クマさんは、かなり毛深い腕にチョーカーのブレスレットを付けていて、髪の毛は葉加瀬さんのような髪型で、見た目も葉加瀬さんにかなり似ていた。
僕が、あだ名は
(クマさん)
か
(葉加瀬さん)
どっちがいい?
と聞くと、超高速で
(クマさん!)
と答えて
2人で爆笑した。
その掴みの一瞬で
クマさんとは打ち解けた。
「タバコ吸っていい?」
唐突にクマさんが質問してきた。
「あ、いいですよ」
と、僕が言うと
「君も吸いなよ。どうせ吸うんでしょ?吸わない訳ない顔してるよ。」
と、言われて、僕はなんだかほっとした。
クマさんはタバコを一服大きく吸うと
「ゲームある?」
と、聞いてきた。
「ゲームですか?今日は面接じゃ?」
「いいから、いいから、今日は顔合わせだし
それに、君こそ、全く勉強なんかしたくねー!
ってな顔してるよ。」
と、ニコニコしながなら
クマさんは答えた。
「まずはテトリスをしよう」
クマさんリクエストで
テトリスをやる事になったが
僕は、恐ろしい速さで負けた。
【テトリス、負けの速さのギネス】
があるなら、余裕で1番だ。
それに
クマさんはやり慣れてるし
コントローラーを操る指の動きが
明らかにおかしかった。
「そりゃそうだよ。
僕より年上で、頭も良いんだし
勝てて当然。
ずるいよ。」
と、言うと、クマさんは
「ハハハ!君の言うとおりだな。
じゃあ次は君の1番得意なゲームで勝負しよう。
そんで、負けた方が
最近、死ぬ程恥ずかしかった話をしよう。
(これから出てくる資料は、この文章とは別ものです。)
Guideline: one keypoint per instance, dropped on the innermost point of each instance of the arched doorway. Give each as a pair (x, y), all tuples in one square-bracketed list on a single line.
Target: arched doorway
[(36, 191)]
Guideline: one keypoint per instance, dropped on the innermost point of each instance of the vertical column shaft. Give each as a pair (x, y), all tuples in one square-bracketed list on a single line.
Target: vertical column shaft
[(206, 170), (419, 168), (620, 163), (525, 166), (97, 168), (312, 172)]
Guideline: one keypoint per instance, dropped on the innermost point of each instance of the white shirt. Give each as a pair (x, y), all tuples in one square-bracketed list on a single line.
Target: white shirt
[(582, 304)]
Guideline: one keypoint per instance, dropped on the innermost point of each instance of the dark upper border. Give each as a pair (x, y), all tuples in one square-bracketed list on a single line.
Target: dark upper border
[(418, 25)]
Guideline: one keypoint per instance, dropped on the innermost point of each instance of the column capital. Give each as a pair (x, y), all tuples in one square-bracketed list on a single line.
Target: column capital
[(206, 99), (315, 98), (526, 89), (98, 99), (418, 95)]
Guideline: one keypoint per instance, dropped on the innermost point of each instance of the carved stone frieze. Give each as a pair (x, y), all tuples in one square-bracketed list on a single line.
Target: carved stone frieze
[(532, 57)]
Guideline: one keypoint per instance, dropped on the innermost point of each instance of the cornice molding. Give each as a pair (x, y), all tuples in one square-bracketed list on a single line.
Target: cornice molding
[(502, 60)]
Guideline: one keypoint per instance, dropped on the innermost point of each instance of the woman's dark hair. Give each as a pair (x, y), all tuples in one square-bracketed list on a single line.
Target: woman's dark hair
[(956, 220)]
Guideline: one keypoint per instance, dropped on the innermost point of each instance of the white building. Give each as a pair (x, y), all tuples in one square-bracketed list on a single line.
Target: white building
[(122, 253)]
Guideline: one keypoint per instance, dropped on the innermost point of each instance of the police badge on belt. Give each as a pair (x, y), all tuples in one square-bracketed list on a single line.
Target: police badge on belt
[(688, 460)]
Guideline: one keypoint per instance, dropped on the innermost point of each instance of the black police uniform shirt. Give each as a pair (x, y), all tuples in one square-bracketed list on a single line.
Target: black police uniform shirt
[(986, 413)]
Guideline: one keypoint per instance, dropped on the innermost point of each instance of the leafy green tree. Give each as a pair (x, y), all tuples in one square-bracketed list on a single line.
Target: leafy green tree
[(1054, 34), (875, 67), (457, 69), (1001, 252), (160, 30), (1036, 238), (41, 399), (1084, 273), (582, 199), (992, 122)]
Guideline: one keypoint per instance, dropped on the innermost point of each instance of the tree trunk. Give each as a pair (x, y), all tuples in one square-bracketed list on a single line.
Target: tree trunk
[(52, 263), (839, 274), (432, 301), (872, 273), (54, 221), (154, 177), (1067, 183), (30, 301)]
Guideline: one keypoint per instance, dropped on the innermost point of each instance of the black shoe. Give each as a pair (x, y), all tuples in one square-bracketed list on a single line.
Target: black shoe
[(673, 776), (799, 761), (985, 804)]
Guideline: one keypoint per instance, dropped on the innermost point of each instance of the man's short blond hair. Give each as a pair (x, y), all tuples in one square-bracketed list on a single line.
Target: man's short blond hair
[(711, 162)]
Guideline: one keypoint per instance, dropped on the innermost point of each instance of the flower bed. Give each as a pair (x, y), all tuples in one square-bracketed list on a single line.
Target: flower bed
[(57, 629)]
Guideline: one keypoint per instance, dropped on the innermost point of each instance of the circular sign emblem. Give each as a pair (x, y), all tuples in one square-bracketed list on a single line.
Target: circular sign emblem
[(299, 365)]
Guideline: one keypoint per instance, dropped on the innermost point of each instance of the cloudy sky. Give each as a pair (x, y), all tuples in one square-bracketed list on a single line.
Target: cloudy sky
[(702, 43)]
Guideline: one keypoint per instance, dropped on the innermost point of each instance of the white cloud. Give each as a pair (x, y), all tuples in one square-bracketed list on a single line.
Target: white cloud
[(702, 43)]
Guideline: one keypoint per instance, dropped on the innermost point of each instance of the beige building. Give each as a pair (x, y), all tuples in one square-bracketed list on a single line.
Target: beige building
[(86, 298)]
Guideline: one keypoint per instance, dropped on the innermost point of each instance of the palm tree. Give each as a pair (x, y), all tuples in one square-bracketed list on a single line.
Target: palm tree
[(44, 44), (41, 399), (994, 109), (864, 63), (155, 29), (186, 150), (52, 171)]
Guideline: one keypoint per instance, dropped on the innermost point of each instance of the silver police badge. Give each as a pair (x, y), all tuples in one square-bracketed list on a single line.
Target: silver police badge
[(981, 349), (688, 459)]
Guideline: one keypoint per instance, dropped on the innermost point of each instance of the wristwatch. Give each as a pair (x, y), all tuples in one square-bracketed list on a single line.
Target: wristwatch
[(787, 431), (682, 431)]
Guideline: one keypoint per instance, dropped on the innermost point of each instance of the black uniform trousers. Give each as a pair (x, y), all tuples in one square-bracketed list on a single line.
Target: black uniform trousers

」
と、言ってきた。
僕は
【負けられない】
と感じ
クマさんとの戦いに
まだ誰にもそれほど負けた事はない
【マリオカート】を用意した。
(これなら負けるはずもあるまい)
僕には頑として自信があった。
「それで本当にいいの?」
クマさんはキョトンとしていた。
「負けたら、死ぬ程恥ずかしい話だよ?」
「僕はつまんない話しなんか聞きたくないから
先に聞いとくよ?」
*
「君は本当にそのゲームで
僕に勝つ気があるのかい?」
*
クマさんの圧力には魔力がかかっていた。